FCC chairman cancels CES show appearance after overturning net neutrality rules, due to reported death threats
Federal Communications Commission (FCC) chairman Ajit Pai has unexpectedly cancelled an appearance at the Consumer Electronics Show (CES) in Las Vegas.
Pai was slated to participate in a “candid conversation” on 9th January with FTC Chairman Maureen Ohlhausen, who will still attend.
However, it is reported that Pai abruptly cancelled his appearance at the tech industry trade show because of death threats.
This comes after the Federal Communications Commission (FCC) voted (as expected) in December to reverse Net Neutrality regulations, in a move that could damage the future of an open Internet in the United States.
That vote was opposed by many in the tech industry and beyond, and now it seems that Pai, who has attended the previous five CES shows, took the decision not because he would more than likely face protests and a hostile reception, but because of death threats.
The death threat reason for the cancellation was confirmed to Recode by two agency sources.
“We do not comment on security measures or concerns,” a spokesman for Pai at the FCC told Recode.
It is the second time that Pai’s safety has been threatened. He had to halt his controversial vote to scrap the US government’s net neutrality rules in December after a bomb threat.
That vote later took place on 15 December.
This is not the first time that the chairman of the FCC has suffered safety concerns.
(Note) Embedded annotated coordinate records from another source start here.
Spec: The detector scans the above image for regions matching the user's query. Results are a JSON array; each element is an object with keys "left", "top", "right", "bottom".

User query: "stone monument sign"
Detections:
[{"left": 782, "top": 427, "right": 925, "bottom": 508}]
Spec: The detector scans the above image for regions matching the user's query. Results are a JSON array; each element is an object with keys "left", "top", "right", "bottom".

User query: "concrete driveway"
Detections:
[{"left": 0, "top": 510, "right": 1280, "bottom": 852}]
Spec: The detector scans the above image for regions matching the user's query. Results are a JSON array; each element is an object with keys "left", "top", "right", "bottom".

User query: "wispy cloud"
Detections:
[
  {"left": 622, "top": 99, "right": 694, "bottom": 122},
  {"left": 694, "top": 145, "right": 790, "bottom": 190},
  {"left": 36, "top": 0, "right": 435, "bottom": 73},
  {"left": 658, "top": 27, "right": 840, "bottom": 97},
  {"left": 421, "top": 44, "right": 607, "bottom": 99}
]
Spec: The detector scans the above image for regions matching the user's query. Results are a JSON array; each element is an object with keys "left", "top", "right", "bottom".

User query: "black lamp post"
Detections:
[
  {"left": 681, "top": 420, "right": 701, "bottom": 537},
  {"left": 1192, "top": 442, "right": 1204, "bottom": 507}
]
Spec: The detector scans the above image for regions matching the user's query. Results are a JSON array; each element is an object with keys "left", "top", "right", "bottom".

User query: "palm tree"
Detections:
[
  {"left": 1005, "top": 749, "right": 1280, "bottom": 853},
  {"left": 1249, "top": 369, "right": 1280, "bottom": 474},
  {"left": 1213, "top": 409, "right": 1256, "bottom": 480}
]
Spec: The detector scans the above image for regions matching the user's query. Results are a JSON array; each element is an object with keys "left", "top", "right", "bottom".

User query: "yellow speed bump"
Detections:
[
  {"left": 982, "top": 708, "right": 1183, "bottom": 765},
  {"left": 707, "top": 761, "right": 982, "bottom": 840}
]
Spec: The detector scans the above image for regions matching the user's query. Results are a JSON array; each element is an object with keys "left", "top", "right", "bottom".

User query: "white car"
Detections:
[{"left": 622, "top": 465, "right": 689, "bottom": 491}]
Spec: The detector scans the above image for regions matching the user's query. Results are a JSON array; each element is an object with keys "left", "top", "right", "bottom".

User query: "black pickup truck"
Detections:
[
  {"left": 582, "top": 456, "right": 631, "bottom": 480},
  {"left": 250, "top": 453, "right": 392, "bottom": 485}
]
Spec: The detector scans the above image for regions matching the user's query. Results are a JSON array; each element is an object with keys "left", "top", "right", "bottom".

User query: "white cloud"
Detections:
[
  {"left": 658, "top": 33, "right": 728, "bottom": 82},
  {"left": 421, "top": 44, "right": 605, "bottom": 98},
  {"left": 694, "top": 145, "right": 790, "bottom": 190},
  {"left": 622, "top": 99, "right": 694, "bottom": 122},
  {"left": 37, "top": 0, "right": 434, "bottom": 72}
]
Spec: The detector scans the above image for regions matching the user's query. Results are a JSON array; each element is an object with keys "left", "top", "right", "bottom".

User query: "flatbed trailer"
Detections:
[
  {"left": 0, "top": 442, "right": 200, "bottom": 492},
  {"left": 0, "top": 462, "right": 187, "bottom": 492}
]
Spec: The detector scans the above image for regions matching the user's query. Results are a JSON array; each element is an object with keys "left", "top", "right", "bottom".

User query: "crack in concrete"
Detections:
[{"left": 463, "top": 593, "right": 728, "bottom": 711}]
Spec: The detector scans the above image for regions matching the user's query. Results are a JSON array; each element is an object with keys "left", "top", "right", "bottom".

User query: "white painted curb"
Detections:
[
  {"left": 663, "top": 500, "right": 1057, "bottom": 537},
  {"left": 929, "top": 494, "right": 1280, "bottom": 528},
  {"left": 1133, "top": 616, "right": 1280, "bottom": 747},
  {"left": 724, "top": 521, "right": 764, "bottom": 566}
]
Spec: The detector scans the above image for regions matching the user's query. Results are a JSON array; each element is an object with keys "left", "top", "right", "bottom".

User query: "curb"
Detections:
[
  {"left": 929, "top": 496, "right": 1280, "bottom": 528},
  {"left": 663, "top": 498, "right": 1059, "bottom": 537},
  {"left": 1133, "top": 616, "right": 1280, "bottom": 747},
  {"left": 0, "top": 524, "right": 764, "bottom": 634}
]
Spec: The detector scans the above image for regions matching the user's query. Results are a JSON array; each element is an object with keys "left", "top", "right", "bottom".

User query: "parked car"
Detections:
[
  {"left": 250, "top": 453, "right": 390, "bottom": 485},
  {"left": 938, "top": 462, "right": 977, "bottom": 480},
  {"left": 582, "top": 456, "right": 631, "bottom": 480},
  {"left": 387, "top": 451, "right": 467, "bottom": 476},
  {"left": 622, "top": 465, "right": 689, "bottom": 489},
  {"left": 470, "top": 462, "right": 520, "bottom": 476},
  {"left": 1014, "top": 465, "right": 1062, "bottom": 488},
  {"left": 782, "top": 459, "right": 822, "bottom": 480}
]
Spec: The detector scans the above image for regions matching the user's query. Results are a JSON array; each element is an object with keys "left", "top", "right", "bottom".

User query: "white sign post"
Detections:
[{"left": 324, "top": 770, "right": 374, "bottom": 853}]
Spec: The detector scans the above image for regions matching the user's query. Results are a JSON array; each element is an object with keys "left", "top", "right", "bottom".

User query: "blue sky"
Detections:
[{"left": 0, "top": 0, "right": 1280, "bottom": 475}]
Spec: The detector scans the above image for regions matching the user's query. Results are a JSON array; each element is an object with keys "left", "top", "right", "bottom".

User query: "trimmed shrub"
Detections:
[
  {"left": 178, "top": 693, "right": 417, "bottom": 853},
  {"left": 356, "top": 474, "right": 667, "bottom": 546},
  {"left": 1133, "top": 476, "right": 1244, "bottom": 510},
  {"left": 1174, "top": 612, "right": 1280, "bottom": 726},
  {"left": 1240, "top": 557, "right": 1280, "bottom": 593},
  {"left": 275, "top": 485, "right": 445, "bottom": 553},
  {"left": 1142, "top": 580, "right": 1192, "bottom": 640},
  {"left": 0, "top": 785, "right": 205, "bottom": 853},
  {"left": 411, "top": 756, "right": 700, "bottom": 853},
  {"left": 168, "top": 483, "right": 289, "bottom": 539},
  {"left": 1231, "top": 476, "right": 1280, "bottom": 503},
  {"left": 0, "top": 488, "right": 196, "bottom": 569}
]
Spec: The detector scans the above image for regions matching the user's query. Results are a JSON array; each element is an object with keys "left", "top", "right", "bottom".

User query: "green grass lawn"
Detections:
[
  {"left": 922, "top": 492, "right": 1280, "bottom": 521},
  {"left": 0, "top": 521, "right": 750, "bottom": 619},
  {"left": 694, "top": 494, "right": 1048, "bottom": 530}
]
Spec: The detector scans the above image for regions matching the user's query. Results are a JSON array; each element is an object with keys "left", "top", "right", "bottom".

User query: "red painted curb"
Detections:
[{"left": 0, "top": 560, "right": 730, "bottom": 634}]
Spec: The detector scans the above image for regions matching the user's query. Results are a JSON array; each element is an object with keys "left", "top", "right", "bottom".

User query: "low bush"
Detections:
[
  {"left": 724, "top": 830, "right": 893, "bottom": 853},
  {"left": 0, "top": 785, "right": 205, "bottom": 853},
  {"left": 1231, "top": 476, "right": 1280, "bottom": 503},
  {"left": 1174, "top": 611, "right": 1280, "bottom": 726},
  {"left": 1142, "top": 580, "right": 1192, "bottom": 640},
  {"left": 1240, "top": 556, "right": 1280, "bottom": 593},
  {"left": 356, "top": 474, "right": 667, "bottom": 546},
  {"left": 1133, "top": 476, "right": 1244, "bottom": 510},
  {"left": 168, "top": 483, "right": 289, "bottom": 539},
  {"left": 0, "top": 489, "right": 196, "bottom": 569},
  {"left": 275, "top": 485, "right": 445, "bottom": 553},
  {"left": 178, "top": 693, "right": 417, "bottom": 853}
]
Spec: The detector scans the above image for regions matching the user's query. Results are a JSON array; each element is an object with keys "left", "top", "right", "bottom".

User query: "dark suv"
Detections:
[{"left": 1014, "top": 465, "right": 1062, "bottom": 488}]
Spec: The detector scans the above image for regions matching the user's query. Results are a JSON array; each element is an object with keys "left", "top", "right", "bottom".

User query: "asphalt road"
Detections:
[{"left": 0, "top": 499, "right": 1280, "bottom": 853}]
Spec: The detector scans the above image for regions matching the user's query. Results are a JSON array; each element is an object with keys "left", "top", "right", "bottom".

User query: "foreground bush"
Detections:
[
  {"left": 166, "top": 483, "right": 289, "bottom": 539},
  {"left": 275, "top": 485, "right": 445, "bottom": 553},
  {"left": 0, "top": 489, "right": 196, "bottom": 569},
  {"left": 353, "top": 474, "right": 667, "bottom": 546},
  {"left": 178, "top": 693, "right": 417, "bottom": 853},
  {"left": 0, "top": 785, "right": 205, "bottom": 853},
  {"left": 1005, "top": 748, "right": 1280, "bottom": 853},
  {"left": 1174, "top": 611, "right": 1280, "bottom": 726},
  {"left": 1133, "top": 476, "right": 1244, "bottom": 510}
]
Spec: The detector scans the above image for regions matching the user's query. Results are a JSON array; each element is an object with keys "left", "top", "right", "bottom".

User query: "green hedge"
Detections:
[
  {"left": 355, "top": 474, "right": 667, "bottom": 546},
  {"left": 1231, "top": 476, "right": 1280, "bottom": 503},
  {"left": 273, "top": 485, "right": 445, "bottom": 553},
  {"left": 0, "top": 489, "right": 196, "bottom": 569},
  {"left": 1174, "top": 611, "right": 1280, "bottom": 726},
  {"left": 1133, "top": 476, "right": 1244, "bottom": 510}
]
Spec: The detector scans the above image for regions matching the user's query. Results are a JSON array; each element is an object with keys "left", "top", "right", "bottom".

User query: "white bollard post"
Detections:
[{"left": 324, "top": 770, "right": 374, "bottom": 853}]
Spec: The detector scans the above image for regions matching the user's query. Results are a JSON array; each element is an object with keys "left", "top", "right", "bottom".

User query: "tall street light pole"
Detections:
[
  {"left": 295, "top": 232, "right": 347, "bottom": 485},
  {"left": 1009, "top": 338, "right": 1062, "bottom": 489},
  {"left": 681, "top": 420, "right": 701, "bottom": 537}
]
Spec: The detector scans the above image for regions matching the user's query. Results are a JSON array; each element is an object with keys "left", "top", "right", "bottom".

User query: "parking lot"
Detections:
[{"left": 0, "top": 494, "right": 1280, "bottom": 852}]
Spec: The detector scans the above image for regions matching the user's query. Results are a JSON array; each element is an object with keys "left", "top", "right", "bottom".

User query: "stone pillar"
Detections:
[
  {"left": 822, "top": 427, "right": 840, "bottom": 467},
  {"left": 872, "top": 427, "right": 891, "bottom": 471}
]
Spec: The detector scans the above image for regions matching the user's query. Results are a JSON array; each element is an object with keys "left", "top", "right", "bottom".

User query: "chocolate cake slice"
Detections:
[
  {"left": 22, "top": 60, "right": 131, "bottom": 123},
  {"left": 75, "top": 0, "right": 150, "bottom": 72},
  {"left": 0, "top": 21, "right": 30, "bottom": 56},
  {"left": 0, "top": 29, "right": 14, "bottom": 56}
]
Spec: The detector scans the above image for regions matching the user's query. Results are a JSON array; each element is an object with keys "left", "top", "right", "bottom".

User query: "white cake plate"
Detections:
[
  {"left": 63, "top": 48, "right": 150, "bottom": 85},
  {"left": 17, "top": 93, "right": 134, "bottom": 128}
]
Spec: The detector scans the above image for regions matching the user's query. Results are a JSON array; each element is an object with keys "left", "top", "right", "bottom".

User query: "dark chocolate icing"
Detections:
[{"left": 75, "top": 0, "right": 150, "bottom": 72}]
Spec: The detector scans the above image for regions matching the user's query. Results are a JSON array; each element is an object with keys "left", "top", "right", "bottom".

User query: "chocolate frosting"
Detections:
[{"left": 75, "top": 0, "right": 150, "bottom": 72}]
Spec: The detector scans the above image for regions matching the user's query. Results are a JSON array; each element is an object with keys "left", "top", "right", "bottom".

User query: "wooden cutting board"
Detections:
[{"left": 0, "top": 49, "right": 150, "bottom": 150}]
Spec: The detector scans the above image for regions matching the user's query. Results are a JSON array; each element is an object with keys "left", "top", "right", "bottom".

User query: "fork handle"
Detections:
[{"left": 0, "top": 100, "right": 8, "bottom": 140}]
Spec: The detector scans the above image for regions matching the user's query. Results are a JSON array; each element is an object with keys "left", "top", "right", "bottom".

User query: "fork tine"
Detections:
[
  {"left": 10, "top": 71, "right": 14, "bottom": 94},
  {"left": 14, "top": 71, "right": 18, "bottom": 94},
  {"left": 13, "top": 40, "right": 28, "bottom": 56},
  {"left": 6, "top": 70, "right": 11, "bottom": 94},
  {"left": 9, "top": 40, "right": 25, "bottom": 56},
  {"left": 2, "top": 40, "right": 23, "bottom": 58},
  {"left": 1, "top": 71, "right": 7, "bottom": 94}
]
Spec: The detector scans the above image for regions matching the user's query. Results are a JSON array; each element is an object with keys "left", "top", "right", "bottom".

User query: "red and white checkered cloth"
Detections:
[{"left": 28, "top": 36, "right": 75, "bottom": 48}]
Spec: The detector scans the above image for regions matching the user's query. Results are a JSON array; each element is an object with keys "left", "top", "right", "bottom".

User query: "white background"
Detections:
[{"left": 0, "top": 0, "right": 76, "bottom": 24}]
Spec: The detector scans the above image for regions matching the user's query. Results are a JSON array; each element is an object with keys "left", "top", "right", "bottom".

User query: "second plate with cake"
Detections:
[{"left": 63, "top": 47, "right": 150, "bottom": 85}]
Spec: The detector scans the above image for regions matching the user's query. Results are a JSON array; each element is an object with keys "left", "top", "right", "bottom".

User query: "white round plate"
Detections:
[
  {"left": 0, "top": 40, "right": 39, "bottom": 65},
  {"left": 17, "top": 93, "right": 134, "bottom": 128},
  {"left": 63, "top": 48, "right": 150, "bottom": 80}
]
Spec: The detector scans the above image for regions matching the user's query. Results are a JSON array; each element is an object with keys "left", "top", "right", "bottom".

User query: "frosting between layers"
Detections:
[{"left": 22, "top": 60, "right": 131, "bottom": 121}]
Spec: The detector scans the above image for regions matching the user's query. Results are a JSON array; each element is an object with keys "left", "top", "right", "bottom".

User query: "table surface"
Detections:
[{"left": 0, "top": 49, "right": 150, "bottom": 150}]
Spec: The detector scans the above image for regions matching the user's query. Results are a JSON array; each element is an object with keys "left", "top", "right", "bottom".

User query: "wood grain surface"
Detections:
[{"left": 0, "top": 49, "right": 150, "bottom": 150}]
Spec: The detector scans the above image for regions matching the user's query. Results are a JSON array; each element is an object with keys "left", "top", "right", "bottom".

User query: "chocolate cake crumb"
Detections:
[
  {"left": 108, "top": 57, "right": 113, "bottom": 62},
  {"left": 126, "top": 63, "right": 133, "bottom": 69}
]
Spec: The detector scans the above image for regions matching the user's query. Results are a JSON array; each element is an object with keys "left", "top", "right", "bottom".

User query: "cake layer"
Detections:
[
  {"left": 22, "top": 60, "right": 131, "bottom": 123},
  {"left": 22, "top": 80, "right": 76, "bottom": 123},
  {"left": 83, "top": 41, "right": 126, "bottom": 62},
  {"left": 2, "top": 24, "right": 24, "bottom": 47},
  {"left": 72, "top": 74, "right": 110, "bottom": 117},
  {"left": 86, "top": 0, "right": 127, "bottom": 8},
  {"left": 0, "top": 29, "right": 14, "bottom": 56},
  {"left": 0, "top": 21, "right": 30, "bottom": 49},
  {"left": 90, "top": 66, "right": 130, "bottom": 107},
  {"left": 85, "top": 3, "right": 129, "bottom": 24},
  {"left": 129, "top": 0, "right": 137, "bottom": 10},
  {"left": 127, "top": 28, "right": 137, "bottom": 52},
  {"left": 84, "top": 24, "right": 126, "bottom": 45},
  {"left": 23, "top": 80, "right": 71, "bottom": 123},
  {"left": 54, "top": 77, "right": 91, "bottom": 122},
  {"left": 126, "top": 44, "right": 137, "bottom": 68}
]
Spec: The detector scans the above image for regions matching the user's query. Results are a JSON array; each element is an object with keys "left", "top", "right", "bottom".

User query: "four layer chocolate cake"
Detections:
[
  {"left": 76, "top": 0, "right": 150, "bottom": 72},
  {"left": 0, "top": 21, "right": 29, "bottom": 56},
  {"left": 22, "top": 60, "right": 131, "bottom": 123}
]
In 2014 protesters camped outside the home of then-Chairman Tom Wheeler, a Democrat, and prevented him from leaving his driveway.
Net neutrality was the issue back then as well.
It is understood that the Democratic FCC Commissioner Mignon Clyburn and Republican Commissioners Michael O’Rielly and Brendan Carr each plan to attend CES.
In December the FCC voted 3-2 to overturn the net neutrality rules, meaning ISPs will be able to block or slow down access to certain services.
The fear is that consumers will have to pay for more expensive packages to stream Netflix, or tech companies will have to negotiate deals directly with providers. Businesses could also be restricted in their use of some cloud services.
ISPs will however have to be transparent about what restrictions are in place, but many Americans are only able to access broadband services from one provider.
But the FCC vote does faces legal challenges, including one led by New York’s attorney general, Eric Schneiderman.